Trabajar con líderes es un placer. Te cuentan todas las estrategias que aparecen en los libros, los cuales ellos no han leído, sin embargo aplican los métodos a la perfección. Claro, esos libros hablan de ellos, precisamente.

Uno de mis clientes, Pablo L., va a cambiar de trabajo. Actualmente y desde hace 20 años dirige un equipo en una empresa que está en decadencia por sus malas gestiones lo cual está desgastando a todo el personal.

Ahora desde fuera le ha llegado una oferta ilusionante, que consiste en llevar un departamento entero en otra empresa de su mismo sector pero que está en crecimiento. Llevaría al equipo que allí trabaja y se encargaría de que el departamento funcionara, organizar todo lo que allí ocurre y sacarle partido.
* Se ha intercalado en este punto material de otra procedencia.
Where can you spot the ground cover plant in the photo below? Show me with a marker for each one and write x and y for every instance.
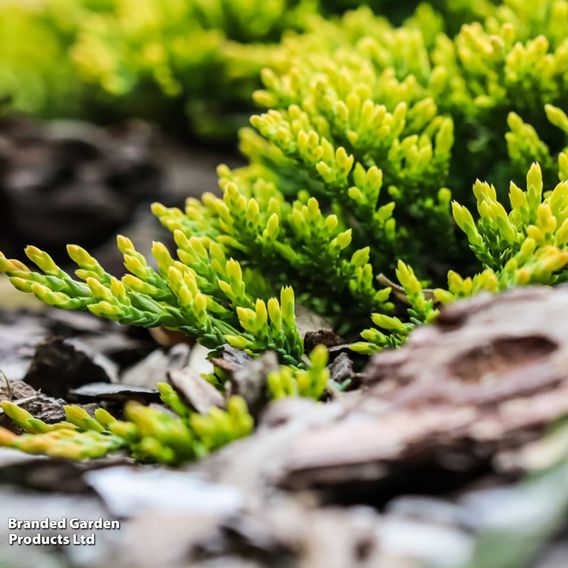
(394, 170)
(106, 60)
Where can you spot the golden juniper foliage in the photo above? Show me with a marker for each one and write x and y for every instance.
(146, 433)
(360, 171)
(158, 58)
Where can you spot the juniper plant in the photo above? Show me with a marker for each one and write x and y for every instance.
(360, 173)
(146, 433)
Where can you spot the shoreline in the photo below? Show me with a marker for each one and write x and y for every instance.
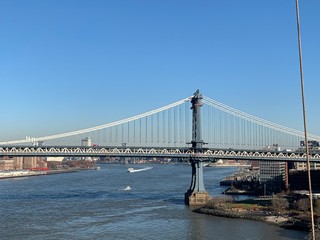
(282, 221)
(37, 173)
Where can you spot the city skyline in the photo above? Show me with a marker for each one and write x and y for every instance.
(73, 65)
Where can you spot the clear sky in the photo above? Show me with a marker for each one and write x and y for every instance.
(72, 64)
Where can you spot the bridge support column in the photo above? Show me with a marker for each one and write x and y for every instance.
(196, 195)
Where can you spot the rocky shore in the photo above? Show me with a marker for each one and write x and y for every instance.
(284, 221)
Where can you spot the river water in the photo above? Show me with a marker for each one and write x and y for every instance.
(92, 205)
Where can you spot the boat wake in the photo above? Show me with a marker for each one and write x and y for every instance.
(127, 188)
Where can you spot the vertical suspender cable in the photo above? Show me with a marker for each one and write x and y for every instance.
(304, 121)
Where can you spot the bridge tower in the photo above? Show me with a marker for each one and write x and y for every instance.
(196, 195)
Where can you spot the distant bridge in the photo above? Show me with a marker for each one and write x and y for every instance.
(187, 153)
(166, 132)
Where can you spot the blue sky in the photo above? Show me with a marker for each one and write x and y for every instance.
(68, 65)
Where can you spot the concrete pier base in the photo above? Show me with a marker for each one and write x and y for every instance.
(197, 198)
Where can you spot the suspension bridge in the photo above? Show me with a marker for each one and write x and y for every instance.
(211, 130)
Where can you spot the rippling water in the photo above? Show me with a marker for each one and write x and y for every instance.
(92, 205)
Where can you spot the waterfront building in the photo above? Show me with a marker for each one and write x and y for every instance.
(29, 162)
(6, 164)
(273, 176)
(301, 166)
(18, 163)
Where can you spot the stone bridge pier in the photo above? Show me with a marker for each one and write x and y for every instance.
(196, 195)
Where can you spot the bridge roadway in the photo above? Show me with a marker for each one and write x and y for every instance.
(208, 154)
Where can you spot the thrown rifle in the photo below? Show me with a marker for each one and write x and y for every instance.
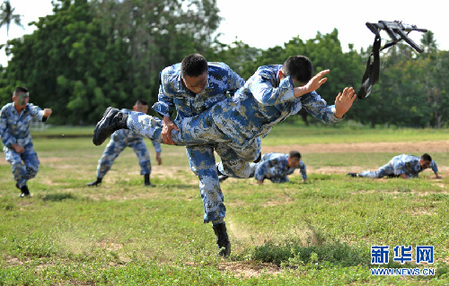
(397, 31)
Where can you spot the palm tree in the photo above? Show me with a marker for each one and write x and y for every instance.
(7, 16)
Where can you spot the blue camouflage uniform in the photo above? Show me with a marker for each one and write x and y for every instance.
(174, 96)
(261, 103)
(15, 128)
(401, 164)
(121, 139)
(274, 166)
(238, 121)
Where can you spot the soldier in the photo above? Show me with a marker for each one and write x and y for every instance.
(268, 97)
(126, 138)
(404, 166)
(278, 166)
(15, 120)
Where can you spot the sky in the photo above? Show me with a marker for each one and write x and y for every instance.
(267, 23)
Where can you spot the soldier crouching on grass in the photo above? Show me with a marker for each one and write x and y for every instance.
(276, 167)
(404, 166)
(233, 125)
(15, 121)
(123, 138)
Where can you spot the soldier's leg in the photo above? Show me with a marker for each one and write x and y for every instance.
(140, 148)
(235, 160)
(202, 163)
(194, 130)
(31, 161)
(110, 153)
(18, 168)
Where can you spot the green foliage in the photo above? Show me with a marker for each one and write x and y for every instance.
(92, 54)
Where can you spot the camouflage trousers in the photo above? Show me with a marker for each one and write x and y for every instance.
(24, 165)
(113, 150)
(386, 170)
(201, 138)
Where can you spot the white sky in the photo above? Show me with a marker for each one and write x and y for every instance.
(269, 23)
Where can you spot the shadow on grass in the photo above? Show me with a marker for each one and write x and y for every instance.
(58, 197)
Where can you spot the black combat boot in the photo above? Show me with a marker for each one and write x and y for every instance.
(112, 120)
(95, 183)
(221, 176)
(224, 245)
(25, 191)
(147, 180)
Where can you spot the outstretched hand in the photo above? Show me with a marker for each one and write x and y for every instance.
(344, 101)
(313, 84)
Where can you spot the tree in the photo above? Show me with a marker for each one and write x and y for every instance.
(7, 16)
(92, 54)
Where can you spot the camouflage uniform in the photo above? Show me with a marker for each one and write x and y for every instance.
(401, 164)
(121, 139)
(15, 128)
(173, 95)
(274, 166)
(238, 121)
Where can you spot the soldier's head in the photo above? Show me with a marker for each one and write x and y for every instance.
(141, 106)
(194, 70)
(299, 68)
(20, 97)
(425, 161)
(294, 157)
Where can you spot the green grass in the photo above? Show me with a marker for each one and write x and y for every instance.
(122, 233)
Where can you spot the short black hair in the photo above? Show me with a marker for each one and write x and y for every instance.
(21, 89)
(426, 157)
(194, 65)
(294, 154)
(141, 101)
(300, 68)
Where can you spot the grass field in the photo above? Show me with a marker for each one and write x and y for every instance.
(319, 233)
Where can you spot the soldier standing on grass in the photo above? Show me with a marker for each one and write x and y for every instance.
(404, 166)
(126, 138)
(233, 125)
(15, 121)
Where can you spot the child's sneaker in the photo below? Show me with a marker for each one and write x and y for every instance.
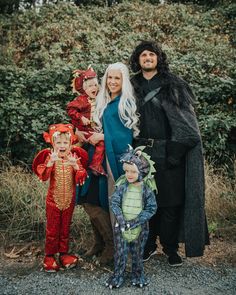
(68, 261)
(50, 264)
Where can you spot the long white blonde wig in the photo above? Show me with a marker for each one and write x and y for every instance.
(127, 106)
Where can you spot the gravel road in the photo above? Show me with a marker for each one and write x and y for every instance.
(191, 278)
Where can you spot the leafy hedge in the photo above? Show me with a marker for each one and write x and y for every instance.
(39, 50)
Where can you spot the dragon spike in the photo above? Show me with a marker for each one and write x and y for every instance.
(141, 148)
(130, 147)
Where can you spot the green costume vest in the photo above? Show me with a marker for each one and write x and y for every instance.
(132, 205)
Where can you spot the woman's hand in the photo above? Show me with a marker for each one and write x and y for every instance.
(72, 161)
(53, 157)
(95, 138)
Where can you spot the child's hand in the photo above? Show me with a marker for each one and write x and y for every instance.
(72, 161)
(81, 135)
(85, 121)
(53, 157)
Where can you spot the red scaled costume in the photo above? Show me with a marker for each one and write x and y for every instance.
(84, 106)
(60, 199)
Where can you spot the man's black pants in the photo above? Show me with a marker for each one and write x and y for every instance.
(166, 224)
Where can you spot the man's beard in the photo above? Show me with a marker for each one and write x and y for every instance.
(148, 69)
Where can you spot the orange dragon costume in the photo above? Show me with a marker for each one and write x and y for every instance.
(83, 105)
(60, 200)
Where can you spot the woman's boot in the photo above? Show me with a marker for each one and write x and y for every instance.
(98, 244)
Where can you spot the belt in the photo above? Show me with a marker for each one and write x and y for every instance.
(148, 142)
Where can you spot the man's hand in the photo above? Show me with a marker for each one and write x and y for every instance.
(85, 121)
(95, 138)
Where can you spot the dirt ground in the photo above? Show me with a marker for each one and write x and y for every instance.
(22, 258)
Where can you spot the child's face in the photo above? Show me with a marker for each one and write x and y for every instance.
(62, 145)
(131, 172)
(91, 88)
(114, 82)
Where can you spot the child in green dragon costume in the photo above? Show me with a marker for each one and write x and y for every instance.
(133, 204)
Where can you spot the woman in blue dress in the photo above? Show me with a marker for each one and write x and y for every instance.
(117, 118)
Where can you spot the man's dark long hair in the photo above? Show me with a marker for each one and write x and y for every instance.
(162, 63)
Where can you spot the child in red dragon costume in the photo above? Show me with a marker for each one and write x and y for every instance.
(64, 167)
(81, 111)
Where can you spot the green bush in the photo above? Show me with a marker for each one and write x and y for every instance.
(40, 49)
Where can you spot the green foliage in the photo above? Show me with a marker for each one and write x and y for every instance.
(40, 49)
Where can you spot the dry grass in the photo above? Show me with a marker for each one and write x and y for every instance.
(22, 205)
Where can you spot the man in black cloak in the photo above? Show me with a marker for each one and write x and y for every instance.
(169, 130)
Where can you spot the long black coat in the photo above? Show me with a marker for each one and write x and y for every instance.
(169, 118)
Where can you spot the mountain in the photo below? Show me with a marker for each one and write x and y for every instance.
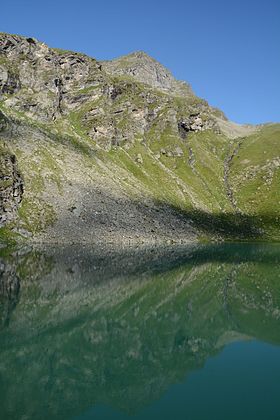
(121, 151)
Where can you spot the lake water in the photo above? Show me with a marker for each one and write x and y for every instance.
(144, 333)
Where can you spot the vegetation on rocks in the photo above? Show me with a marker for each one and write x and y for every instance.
(121, 150)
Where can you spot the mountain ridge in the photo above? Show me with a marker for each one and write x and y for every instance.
(121, 151)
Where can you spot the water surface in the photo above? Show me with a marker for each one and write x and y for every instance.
(180, 332)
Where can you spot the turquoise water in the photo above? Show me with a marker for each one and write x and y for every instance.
(173, 333)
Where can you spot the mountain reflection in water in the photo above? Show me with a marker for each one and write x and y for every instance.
(82, 328)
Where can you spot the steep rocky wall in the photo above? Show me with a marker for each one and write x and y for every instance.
(11, 186)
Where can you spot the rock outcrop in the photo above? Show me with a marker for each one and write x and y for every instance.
(131, 151)
(11, 186)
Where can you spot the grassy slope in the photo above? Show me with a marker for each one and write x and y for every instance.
(192, 182)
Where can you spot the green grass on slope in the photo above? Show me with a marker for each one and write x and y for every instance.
(255, 177)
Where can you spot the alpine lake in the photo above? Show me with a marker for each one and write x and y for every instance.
(175, 332)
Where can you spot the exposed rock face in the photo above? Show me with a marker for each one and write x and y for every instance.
(11, 187)
(145, 69)
(48, 84)
(122, 150)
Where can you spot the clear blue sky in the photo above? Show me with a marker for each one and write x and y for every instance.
(228, 50)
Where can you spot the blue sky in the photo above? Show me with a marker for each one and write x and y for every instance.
(228, 50)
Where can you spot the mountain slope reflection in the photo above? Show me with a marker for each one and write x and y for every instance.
(82, 327)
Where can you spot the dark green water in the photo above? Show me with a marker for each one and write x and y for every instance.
(174, 333)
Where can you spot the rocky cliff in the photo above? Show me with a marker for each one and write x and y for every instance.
(121, 150)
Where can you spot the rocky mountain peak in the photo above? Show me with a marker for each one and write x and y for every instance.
(146, 69)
Abordamos el área del liderazgo y le pregunto cómo hará para ganarse el respeto del equipo de allí y si no le preocupa que no le sigan. A lo que contesta:

Voy a empezar desde abajo completamente. Yo tengo una larga experiencia de trabajo en el sector, sin embargo en realidad ellos saben más que yo de lo que pasa concretamente en sus instalaciones, por lo tanto les voy a decir “enseñarme” y cuando aprenda iré corrigiendo poco a poco. Trabajaré para ganarme su respeto paso a paso. Lo que no voy a hacer es llegar y empezar a dar órdenes cuando soy nuevo allí. Supongamos que les digo “hacerlo así” y me dicen, con buen criterio, “cómo lo vamos a hacer así, si así vamos a perder tiempo”. Y yo, con idea de imponerme como jefe y mostrar autoridad respondo, “me da igual, hacerlo así y punto”. Seguramente lo hagan, sin embargo a mis espaldas pensarán “este tío es gilipollas, no tiene ni puta idea y encima viene aquí a hacernos perder el tiempo”. Lo pensarán con razón. Así no me ganaré su respeto jamás. Si ellos llevan allí un tiempo trabajando y yo llego de nuevas, lo normal es que trabaje mano a mano con ellos hasta que entienda cómo funciona la empresa y poco a poco pueda asumir mi lugar.

Es un excelente ejemplo de que la autoridad real sólo emerge cuando uno se gana la credibilidad de su gente.